Hispanic women were about 20 percent more likely to die from breast cancer than non-Hispanic white women, which is consistent with other reports, Baumgartner said. After adjusting for age, stage, lymph node involvement and estrogen receptor (ER) status, the researchers saw the risk drop considerably to almost equal that of non-Hispanic white women — suggesting that “the ethnic difference in breast cancer mortality may be mostly biologically based,” Baumgartner said.
In addition, Hispanic women who received chemotherapy were about 1.5 times more likely to die from breast cancer compared with non-Hispanic white women who received chemotherapy, after adjusting for age and the characteristics noted above.
“It is not clear how much of this ethnic difference in survival is due to socioeconomic factors influencing access to screening and treatment or to biological ones,” Baumgartner said. “Some studies suggest that Hispanic women are more likely to develop ER-negative tumors that are resistant to chemotherapy.”
She added, “Altered response to chemotherapy may partly explain the Hispanic vs. non-Hispanic white disparity in breast cancer survival.”
There was no difference between Hispanic and non-Hispanic white women for all-cause or non-breast cancer mortality.

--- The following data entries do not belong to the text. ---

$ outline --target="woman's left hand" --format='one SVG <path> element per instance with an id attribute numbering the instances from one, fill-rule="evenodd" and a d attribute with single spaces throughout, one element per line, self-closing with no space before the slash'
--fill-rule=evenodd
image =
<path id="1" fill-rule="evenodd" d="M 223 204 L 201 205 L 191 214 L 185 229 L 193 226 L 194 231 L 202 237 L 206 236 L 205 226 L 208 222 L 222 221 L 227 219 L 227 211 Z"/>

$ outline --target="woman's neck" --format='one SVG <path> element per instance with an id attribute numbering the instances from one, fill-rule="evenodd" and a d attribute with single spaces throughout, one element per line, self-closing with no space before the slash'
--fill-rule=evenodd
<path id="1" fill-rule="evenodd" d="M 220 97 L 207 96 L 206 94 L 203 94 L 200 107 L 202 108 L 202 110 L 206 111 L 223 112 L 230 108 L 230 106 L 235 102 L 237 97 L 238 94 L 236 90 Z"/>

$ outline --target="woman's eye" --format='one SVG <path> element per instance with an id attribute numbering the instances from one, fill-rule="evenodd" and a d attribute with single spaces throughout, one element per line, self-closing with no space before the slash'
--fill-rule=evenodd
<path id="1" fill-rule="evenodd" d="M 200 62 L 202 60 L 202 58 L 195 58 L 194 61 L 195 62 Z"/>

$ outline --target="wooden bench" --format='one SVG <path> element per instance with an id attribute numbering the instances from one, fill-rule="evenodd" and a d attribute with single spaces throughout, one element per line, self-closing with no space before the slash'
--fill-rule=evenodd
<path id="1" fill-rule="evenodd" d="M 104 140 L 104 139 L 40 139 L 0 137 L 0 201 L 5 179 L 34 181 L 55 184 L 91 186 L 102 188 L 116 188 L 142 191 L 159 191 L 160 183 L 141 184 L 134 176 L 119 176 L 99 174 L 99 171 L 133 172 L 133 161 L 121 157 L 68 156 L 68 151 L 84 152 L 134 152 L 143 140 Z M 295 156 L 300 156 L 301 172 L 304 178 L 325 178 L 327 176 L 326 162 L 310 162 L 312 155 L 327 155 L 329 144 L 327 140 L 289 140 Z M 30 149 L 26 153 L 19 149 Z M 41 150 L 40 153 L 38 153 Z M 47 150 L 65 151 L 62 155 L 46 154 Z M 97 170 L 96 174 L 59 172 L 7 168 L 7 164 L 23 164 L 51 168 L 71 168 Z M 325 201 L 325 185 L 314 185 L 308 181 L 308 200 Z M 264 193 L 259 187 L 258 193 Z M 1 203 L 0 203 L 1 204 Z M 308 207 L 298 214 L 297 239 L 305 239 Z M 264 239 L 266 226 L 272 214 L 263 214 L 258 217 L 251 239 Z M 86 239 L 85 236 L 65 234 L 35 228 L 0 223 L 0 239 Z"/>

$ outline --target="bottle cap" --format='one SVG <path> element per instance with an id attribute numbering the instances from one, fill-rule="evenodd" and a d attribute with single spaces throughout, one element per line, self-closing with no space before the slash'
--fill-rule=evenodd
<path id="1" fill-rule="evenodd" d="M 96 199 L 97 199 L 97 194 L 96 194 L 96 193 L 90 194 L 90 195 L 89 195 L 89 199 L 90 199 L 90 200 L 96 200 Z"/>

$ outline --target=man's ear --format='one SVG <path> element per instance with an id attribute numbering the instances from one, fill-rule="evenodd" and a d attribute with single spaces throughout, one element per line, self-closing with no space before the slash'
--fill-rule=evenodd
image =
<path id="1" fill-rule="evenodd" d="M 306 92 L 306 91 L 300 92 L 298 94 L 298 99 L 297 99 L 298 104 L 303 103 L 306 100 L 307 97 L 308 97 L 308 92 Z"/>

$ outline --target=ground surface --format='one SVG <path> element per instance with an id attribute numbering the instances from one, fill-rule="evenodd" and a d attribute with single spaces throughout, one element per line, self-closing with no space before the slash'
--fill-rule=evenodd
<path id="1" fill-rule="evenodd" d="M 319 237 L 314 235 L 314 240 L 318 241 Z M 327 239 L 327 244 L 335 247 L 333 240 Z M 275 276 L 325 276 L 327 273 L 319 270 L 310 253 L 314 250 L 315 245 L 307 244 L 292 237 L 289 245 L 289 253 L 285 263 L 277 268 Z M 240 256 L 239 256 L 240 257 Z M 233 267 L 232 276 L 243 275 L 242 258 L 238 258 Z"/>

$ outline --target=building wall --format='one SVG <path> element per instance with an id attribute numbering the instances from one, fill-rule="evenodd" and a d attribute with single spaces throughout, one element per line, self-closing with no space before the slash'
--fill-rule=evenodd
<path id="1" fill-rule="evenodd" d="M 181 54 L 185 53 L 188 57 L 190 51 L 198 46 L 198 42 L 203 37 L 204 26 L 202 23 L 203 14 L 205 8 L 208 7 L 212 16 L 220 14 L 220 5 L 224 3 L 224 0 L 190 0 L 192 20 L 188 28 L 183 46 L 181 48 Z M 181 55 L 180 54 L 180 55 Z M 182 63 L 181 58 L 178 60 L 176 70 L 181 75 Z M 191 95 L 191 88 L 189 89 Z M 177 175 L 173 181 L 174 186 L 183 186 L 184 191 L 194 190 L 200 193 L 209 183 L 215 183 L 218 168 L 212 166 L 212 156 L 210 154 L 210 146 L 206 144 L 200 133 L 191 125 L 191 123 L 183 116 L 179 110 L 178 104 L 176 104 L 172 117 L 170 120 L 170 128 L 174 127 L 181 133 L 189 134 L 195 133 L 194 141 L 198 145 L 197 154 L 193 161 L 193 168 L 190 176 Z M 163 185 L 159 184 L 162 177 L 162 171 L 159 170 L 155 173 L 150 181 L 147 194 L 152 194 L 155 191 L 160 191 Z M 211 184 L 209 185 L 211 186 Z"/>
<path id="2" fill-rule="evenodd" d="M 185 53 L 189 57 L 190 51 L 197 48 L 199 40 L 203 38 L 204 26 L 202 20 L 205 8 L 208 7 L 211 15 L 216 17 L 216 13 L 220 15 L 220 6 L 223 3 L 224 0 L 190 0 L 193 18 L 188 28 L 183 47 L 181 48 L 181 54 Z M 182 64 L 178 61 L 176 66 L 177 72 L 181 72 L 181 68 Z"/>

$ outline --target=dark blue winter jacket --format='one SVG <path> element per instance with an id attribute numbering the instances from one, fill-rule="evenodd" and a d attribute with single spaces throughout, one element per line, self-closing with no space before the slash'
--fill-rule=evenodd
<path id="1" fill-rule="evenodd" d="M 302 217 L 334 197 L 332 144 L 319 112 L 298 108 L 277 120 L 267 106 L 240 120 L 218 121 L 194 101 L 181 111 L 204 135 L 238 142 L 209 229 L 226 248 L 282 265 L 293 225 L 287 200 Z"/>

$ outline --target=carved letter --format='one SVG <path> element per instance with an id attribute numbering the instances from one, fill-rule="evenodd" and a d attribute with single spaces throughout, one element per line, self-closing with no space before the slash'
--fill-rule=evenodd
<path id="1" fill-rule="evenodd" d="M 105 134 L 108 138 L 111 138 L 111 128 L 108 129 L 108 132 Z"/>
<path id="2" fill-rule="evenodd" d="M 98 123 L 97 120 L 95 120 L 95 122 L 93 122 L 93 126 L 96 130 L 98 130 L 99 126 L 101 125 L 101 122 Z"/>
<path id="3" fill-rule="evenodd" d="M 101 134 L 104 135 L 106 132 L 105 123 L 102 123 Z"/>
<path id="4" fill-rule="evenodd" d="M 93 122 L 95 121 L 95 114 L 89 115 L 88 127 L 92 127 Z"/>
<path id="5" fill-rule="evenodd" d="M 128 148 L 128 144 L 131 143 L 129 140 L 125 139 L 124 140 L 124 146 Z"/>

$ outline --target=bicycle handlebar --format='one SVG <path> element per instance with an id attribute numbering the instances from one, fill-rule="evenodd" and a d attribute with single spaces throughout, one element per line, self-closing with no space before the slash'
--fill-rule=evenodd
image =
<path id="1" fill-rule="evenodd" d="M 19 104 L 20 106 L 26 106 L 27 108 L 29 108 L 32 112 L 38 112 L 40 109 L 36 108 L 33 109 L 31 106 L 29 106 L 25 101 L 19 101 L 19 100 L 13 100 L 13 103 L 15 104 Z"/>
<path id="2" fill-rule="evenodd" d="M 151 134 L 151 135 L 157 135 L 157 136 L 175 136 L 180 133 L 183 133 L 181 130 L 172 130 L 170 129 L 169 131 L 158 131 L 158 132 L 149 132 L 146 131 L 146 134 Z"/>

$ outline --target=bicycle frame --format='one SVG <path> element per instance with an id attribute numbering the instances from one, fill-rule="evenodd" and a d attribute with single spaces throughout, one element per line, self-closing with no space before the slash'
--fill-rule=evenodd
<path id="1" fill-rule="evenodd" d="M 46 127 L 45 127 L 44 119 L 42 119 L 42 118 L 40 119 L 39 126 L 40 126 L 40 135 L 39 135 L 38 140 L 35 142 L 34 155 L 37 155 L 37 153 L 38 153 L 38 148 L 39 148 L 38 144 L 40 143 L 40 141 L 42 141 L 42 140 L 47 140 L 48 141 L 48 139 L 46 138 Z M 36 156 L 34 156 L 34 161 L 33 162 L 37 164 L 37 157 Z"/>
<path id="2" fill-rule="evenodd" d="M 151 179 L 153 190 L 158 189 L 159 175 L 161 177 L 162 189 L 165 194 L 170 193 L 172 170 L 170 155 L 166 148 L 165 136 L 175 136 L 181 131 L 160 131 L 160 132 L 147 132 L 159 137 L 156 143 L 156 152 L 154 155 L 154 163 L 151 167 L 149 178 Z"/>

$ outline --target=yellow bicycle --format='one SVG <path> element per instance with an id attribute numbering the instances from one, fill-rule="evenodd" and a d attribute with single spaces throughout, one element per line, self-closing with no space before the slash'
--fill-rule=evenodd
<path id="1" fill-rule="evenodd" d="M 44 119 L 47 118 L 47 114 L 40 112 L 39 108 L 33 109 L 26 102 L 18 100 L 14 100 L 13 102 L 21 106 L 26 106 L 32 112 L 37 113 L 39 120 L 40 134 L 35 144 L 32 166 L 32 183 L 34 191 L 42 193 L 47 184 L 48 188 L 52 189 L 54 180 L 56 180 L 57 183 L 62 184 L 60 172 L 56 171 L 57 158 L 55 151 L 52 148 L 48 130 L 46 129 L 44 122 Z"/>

Baumgartner and her colleagues will continue to monitor this cohort for the long term. This research was supported by a grant from the National Cancer Institute and the James Graham Brown Cancer Center.
The mission of the CTRC-AACR San Antonio Breast Cancer Symposium is to produce a unique and comprehensive scientific meeting that encompasses the full spectrum of breast cancer research, facilitating the rapid translation of new knowledge into better care for patients with breast cancer. The Cancer Therapy & Research Center (CTRC) at The University of Texas Health Science Center at San Antonio, the American Association for Cancer Research (AACR) and Baylor College of Medicine are joint sponsors of the San Antonio Breast Cancer Symposium. This collaboration utilizes the clinical strengths of the CTRC and Baylor and the AACR’s scientific prestige in basic, translational and clinical cancer research to expedite the delivery of the latest scientific advances to the clinic. The 34th annual symposium is expected to draw nearly 8,000 participants from more than 90 countries.